Thursday, June 07, 2012

Vallée de l'étrange et barrière de complexité - Uncanny Valley and Complexity Barrier


Est-il possible réellement de créer des êtres artificiels ? Je veux dire : des créatures artificielles qui soient si proches des êtres vivants que l’on ne sache plus faire la différence ?
Il faut bien reconnaître que la démarche classique qui consiste à partir des technologies les plus récentes pour tenter de concevoir des êtres artificiels donne des résultats intéressants, souvent utiles, mais encore très loin de ce que la nature est capable de produire. Cela a été le cas pour la technologie horlogère avec les grands automates des Lumières. C’est aujourd’hui encore le cas avec les robots basés sur les cyber-technologies. La question est de savoir pourquoi. Nous faut-il de plus gros ordinateurs, plus rapides ? Est-ce que quelque-chose nous aurait échappé ?
Dans un post précédent, j’ai évoqué la thèse de la vallée de l’étrange du Japonais Masahiro Mori. La vision traditionnelle est que plus on ajoute de détails à un robot androïde, plus on se rapproche de l’humain et plus l’empathie devient importante. Masashiro Mori a montré, qu’au contraire, plus un robot humanoïde est similaire à un être humain, plus ses imperfections nous paraissent monstrueuses. La théorie prévoit cependant qu'au delà d'un certain niveau de perfection dans l'imitation, les robots humanoïdes retrouveraient une plus grande acceptation.
De mon point de vue, cette vallée de l’étrange, où chaque infime détail peut rompre la cohérence de l’ensemble, correspond dans les faits à une barrière de complexité. Cette barrière est due à notre niveau de compréhension (encore faible) des phénomènes complexes et à la nature même de nos technologies qui ne sont pas (encore) aptes à permettre l’élaboration de systèmes ayant le même ordre de grandeur de complexité qu’un être vivant. Nous sommes capables de « simuler » très habilement mais « réaliser » une créature artificielle aussi complexe qu’un être vivant reste une tâche encore hors de notre portée, n’en déplaise aux partisans d’une singularité technologique imminente…
L’approche qui consiste à franchir la barrière de complexité d’en bas vers le haut en « sautant » au-dessus de la vallée semble donc très difficile. Néanmoins, il existe une autre voie : celle qui consiste à partir d’en haut et redescendre. Autrement dit, il s’agit de partir du vivant et de le modifier en utilisant nos technologies. Les avancées récentes des biotechnologies et des nanotechnologies semblent aller dans ce sens. Ce chemin ne se heurte plus à la barrière de complexité qu’elle enjambe avec aisance. Cela ne veut pas dire qu’il faille s’y engouffrer sans réfléchir : heureusement quelques gardes fous éthiques permettront, du moins je l’espère, de sauter sans tomber dans le précipice de la vallée des monstres. Alors demain tous cyborgs?
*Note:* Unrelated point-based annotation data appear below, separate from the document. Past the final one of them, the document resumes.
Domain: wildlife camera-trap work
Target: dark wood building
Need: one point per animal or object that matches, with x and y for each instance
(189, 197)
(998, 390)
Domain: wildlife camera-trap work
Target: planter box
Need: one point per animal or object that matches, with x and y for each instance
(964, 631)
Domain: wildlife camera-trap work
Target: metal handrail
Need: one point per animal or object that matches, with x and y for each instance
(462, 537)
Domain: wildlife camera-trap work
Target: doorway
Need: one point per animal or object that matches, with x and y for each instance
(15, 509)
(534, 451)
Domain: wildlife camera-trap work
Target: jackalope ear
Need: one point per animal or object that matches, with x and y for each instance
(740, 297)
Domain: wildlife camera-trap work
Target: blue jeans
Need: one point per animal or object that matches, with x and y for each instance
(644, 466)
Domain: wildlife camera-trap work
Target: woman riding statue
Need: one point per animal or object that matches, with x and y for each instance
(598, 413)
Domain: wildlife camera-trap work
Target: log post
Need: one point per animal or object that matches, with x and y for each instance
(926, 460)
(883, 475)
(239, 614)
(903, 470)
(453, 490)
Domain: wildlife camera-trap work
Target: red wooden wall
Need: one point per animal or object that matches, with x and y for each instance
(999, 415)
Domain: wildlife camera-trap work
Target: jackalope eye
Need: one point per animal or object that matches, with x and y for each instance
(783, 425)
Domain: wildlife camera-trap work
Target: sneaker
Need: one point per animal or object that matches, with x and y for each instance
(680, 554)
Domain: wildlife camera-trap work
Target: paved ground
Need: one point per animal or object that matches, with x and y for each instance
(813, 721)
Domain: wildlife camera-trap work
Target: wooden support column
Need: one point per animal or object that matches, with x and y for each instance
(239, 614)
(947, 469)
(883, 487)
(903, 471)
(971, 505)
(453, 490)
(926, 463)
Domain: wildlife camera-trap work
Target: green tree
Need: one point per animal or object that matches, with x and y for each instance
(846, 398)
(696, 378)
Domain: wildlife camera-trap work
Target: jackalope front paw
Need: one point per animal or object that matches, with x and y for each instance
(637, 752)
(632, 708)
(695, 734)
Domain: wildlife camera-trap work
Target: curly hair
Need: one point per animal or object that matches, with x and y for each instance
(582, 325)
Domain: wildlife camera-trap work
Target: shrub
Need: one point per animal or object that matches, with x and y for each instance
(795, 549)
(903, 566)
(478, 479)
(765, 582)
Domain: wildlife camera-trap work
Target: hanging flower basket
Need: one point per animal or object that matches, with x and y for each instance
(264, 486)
Is it possible to actually create artificial beings? I mean: artificial creatures that are so close to living beings that we do no longer see the difference?
We must recognize that the traditional approach which is to use our latest technology to try to create artificial beings gives interesting results, often useful, but still far from what nature have produced. This was the case for the clock mechanical technology which allowed the creation of the great android automata during the 17th Century. It's still the case with robots based on our cyber-technologies. The question is why. Do we need larger and faster computers? Have we missed something important?
In a previous post, I discussed the “uncanny valley” thesis from Masahiro Mori. The traditional view is that if more and more details are added to an android robot, then it will be closer to human and our empathy will increase. Masashiro Mori showed, however,
that when human replicas look and act almost (but not perfectly) like actual human beings, it causes a response of revulsion among human observers. However, the theory predicts that beyond a certain threshold of perfection in the imitation, humanoid robots would find greater acceptance.
From my point of view, this uncanny valley, where every small detail may break the coherence of the all, corresponds to a complexity barrier. This barrier is due to our level of understanding (still weak) of complex phenomena and the nature of our technologies that are not (yet) capable of allowing the design of systems having the same order of magnitude of complexity that living beings. We are able to "simulate" very cleverly, but "realizing" an artificial creature as complex as a living being is a task still beyond our reach, no offense to the supporters of the impending technological singularity ...
Thus, the approach to overcome the barrier of complexity from bottom to top, “crossing” or “skipping” over the valley seems very difficult. However, there is another way: one that is from top to bottom. In other words, it starts from real living beings and uses our technologies to modify them. Recent advances in biotechnology and nanotechnology seem to go in this direction. This path runs over the barrier of complexity with ease. This does not mean we have to rush into it: fortunately few ethical guardrails will allow us, at least I hope, to jump without falling into the abyss of the valley of monsters. So tomorrow, all cyborgs?